I could me mistaken on the above, but that is the opinion I have developed.
Thank you for the explanation here. I read again the MB page where this is defined, and I did not walk away with this answer you have presented.
Can I ask you this? So if I am adding a release by say DJ Rectangle (if you do not know who this is, please just ask), the releases are typically a nonstop recording. If on a CD, here are index points (tracks), but there is no red book required 2 seconds… it is just an index point. So…
Does this mean I add the CD as 2 releases? One as a single recording and another as pseudo?
I am asking this as I have a few releases I have not added to MB (not DJ Rectangle) that are created in a very similar way. The CDs are in a sense one long and continuous recording, however there are tracks via indexes.

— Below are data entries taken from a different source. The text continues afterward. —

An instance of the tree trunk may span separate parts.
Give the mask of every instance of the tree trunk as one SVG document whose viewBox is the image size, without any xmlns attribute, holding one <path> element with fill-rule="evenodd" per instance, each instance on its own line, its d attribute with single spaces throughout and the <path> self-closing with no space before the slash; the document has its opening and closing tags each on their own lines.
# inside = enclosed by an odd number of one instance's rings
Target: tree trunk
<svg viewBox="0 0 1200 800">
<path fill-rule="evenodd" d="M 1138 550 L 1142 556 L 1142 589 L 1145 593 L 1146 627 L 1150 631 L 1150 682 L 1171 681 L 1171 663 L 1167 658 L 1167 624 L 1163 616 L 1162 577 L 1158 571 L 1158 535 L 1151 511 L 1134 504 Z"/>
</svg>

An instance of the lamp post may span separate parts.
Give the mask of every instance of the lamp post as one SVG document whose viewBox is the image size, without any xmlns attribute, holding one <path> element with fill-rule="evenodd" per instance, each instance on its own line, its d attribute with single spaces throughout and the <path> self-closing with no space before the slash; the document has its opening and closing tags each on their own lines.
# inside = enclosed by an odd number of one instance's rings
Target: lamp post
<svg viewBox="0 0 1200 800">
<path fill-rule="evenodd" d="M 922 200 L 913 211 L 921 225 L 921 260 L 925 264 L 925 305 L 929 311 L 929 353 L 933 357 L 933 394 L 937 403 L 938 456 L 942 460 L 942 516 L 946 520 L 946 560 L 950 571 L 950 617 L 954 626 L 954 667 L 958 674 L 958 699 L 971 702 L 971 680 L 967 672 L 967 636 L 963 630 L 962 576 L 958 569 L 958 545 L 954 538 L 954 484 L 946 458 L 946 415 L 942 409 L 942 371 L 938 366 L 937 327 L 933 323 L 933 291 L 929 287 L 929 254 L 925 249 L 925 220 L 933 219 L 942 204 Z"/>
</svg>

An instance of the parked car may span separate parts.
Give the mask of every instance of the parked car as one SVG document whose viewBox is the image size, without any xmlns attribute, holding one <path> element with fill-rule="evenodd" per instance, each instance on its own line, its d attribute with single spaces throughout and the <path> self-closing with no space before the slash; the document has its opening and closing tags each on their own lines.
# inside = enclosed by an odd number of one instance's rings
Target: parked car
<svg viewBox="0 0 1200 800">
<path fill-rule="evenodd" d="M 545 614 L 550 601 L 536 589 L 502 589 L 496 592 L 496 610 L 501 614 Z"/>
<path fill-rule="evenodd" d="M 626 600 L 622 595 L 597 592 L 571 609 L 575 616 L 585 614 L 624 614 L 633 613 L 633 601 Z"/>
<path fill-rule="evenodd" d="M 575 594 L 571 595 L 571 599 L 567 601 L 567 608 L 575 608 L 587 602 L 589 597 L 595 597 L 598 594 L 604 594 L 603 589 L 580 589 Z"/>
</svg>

EDIT: These releases I refer to are real pressed CDs. They come in a jewel case with some real neat graphics printed on the CD, no verbiage, just graphics. The fronts are the same, one side graphics. Most have a back, with a sort of track listing, which is usually accurate.
That’s definitely one case for “promotion” status. As you note, those releases are not intended for the general public. The other, slightly fuzzier case is not-for-sale releases that are distributed to the general public, as giveaways with a magazine or with purchase of some other release. One example in my collection is Astro Sheen, a sampler promoting a bunch of then-current Geffen releases. It came in a magazine (I believe, it was a long time ago) but is labeled “Promotional Copy, Not For Sale”.
This is very similar to what I had outlined, where I noted the CDs provided to promoters, radio station, etc… also marked “promotional” as you stated in your example. It is good that you point out that such releases are also distributed to the general public.
Your example also reminds me of such releases where the artist provides a free download to fans.